Where You Can Get This Book: WorldCat.org | Amazon | Indiebound
Book Description: This twisty and electrifying debut novel about a young woman who goes missing in Lagos, Nigeria, and her estranged auntie who will stop at nothing to find the truth is perfect for fans of My Sister, the Serial Killer and The Last Thing He Told Me.
Nicole Oruwari has the perfect life: a handsome husband, a palatial house in the heart of glittering Lagos, Nigeria, and a glamorous group of friends. She left gloomy London and a dark family past behind for sunny, moneyed Lagos, becoming part of the Nigerwives—a community of foreign women married to wealthy Nigerian men.
But when Nicole disappears without a trace after a boat trip, the cracks in her so-called perfect life start to show. As the investigation turns up nothing but dead ends, her Auntie Claudine decides to take matters into her own hands. Armed with only a cell phone and a plane ticket to Nigeria, she digs into her niece’s life and uncovers a hidden side filled with dark secrets, isolation, and even violence.
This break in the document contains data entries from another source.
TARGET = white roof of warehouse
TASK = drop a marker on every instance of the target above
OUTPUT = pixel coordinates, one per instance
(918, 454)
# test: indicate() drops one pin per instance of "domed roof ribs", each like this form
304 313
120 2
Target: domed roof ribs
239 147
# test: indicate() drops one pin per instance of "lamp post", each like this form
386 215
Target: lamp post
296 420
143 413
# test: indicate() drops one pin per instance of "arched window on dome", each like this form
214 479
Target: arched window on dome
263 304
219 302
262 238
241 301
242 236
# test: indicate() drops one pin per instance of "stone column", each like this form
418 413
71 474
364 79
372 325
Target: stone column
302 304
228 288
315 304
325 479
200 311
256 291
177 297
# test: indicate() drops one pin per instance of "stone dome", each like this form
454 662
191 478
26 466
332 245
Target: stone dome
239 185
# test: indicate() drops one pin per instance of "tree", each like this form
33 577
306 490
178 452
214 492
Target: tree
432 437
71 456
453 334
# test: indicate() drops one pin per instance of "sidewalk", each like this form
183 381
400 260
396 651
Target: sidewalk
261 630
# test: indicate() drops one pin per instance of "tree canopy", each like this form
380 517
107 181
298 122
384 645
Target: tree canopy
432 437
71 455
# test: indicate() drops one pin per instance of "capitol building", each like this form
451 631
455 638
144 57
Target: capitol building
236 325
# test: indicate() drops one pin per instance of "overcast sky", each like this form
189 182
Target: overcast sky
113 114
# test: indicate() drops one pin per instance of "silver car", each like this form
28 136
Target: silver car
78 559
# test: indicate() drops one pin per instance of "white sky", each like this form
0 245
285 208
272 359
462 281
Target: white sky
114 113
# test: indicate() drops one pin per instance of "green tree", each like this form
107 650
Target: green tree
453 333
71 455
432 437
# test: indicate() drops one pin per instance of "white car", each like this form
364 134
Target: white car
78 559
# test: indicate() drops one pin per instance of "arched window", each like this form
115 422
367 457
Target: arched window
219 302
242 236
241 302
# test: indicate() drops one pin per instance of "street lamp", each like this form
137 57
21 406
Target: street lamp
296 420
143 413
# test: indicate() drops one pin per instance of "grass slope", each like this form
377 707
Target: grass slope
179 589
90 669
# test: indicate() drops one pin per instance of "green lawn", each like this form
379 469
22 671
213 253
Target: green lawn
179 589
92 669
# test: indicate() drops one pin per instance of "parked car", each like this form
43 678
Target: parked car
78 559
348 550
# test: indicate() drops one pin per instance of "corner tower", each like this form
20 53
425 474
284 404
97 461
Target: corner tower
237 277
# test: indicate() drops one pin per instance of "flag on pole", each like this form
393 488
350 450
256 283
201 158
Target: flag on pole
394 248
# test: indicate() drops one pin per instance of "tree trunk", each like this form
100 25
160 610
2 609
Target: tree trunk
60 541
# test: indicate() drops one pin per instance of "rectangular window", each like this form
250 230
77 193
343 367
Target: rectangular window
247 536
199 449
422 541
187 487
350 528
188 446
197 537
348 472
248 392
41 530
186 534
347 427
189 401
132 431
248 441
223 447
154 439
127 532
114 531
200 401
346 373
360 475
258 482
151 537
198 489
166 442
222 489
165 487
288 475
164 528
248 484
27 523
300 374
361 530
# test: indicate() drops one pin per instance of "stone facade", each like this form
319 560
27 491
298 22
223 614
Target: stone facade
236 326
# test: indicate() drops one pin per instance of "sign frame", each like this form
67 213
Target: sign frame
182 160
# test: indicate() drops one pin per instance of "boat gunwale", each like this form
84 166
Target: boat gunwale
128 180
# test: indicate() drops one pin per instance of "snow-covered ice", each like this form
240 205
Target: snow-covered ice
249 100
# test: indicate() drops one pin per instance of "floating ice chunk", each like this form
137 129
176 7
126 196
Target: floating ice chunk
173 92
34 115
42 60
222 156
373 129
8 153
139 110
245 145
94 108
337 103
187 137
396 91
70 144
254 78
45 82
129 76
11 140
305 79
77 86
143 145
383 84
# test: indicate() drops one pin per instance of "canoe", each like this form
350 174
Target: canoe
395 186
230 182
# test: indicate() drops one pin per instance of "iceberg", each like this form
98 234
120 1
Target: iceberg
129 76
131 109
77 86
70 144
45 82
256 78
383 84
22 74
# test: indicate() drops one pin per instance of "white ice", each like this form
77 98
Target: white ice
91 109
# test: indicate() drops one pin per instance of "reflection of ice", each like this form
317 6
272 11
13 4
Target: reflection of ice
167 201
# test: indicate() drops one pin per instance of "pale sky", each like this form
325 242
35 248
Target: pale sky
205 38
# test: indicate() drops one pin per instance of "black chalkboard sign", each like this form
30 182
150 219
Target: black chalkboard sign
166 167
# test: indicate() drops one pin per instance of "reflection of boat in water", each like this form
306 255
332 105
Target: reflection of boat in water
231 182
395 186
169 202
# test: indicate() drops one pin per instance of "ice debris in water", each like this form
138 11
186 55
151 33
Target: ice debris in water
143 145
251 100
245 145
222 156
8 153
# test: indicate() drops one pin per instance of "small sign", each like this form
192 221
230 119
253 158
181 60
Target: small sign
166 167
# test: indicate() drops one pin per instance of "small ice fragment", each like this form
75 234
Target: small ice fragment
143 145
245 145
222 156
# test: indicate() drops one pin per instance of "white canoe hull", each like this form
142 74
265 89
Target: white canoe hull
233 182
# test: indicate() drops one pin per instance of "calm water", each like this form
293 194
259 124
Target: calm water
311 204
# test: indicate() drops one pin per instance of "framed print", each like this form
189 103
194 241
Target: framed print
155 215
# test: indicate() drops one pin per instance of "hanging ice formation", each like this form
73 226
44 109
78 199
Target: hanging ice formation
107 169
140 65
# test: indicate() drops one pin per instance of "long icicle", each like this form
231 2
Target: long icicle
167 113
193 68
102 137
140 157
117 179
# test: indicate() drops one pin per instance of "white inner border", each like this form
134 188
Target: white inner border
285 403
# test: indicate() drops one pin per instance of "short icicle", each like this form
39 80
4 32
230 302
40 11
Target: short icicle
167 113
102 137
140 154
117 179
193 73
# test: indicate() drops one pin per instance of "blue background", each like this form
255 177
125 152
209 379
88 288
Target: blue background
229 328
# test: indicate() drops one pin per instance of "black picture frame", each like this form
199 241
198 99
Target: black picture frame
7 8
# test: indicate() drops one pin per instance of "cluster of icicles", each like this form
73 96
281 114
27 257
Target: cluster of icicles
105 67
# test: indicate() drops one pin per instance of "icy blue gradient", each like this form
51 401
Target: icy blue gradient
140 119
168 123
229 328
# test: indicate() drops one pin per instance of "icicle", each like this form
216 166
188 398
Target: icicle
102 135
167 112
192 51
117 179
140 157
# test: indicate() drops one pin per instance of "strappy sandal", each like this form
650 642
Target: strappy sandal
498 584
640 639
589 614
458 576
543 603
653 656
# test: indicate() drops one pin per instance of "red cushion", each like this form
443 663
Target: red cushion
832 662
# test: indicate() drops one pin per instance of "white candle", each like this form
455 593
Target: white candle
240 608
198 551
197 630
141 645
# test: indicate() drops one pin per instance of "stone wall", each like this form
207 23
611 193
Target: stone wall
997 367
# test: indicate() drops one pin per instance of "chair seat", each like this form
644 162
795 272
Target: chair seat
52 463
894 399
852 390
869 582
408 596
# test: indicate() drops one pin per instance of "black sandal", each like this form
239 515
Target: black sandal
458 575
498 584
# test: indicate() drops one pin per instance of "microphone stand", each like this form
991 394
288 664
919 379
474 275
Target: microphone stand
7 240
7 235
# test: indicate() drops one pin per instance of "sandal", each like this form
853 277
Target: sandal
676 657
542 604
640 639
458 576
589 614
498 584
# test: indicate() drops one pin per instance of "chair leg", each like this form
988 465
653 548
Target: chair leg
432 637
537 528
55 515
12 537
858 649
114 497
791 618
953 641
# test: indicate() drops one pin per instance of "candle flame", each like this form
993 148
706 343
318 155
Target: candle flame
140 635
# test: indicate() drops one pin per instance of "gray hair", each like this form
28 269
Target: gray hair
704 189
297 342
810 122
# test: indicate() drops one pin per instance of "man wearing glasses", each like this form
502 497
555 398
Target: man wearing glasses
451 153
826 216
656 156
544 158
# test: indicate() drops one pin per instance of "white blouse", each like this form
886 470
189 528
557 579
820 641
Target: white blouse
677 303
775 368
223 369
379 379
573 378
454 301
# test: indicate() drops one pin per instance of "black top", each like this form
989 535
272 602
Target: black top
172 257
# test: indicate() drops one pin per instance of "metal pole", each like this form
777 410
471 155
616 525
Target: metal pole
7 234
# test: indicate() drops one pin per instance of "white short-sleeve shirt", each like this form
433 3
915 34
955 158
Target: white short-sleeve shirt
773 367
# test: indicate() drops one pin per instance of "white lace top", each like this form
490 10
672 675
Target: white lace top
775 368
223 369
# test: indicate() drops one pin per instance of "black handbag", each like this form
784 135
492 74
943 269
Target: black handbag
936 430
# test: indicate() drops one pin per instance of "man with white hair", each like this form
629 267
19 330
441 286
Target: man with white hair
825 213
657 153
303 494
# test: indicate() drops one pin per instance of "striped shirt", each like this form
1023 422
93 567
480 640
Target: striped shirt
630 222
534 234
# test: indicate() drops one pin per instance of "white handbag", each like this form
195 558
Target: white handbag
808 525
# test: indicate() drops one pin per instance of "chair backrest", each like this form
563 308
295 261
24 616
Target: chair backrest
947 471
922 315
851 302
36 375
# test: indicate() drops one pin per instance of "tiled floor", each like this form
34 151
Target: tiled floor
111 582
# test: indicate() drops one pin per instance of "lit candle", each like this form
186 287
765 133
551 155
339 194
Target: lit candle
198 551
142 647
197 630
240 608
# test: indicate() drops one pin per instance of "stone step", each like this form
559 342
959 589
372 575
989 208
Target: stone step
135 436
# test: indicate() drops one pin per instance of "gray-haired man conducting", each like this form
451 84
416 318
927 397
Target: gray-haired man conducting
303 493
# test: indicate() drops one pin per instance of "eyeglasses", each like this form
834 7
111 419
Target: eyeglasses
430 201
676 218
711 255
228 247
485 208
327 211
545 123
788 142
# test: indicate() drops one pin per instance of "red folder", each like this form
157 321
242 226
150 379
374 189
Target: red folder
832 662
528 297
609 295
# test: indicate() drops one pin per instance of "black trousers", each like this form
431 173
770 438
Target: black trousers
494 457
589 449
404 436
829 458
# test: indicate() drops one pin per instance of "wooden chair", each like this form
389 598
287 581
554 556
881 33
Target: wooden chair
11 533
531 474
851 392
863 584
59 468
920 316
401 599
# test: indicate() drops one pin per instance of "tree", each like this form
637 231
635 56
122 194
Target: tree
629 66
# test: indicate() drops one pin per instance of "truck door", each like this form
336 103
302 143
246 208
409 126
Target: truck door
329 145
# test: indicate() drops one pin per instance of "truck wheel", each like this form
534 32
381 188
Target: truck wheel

But the more she discovers about her niece, the more Claudine’s own buried history threatens to come to light.
An inventively told and keenly observant thriller where nothing is as it seems, The Nigerwife is a razor-sharp look at the bonds of family, the echoing consequences of secrets, and whether we can ever truly outrun our past.
Review: “The Nigerwife” by Jessica Walters is a thriller that had been on my list for awhile, but the wait at the library was long. Then when it finally did come in, my stack was so high that I had to send it back and re-request it as there was no way I could get to it. But once it did come back, I was pretty eager to check it out, as the cover and the description definitely made it sound like my kind of thriller, as well as one that had a setting I am not as familiar with. And overall, it was a pretty good reading experience.
There are a lot of things that I really enjoyed about this book. The narrative structure is one of those things, as we follow two perspectives, in two different moments in time. The first of the perspectives is that of Claudine, an English woman who has come to Lagos to search for her missing niece Nicole, who married into a wealthy Nigerian family and seemed to have it all. The other is of Rachel, in the weeks leading up to her disappearance, and seeing what her life was ACTUALLY like behind the veneer of perfection and wealth. Through both of these women we see the social structures, both of England AND Nigeria, and how they, in their own ways, keep women under the thumbs of violent patriarchy and misogyny. The mystery of what happened to Nicole slowly unfolds in her timeline, with a building suspense and dread as she finds herself more and more trapped due to her complicated marriage and some of the choices she makes when trying to push back against it, while in Claudine’s timeline we see just how precarious Nicole’s situation was from the outside. I liked seeing the perspectives of them both and how they had different clues to give the reader.
But unfortunately, after a really interesting dual perspective mystery with slowly peeled back layers and a nice bit of ambiguity along with closure, we had one of those ever-loathed moments where a last final reveal completely derailed my experience of reading this book. I’m not going to spoil anything here, but it’s one of those things that maybe works for some people, but REALLY didn’t work for me, as I didn’t understand what the point of it was. Why did this need to be tacked on in the last two pages? And it also left little explanation as to how we got from point A to point B, and since it was a literal ‘last pages’ twist there was no room to explore and expand upon it. I really hate it when stories do this unless you have REALLY set something up and earned this kind of narrative choice. Unfortunately I didn’t feel like “The Nigerwife did that.
So once again we get a thriller that goes off course due to a strange last moment choice, but up until then I really enjoyed the layers and ruminations of “The Nigerwife”. I will definitely be seeing what other mysteries and thrillers Vanessa Walters brings us in the future.
Rating 7: A complex and layered thriller that has a lot of interesting beats and details, though a strange and abrupt ending left a weird taste in my mouth.
Reader’s Advisory:
“The Nigerwife” is included on the Goodreads list “Good Morning America Book Club List”.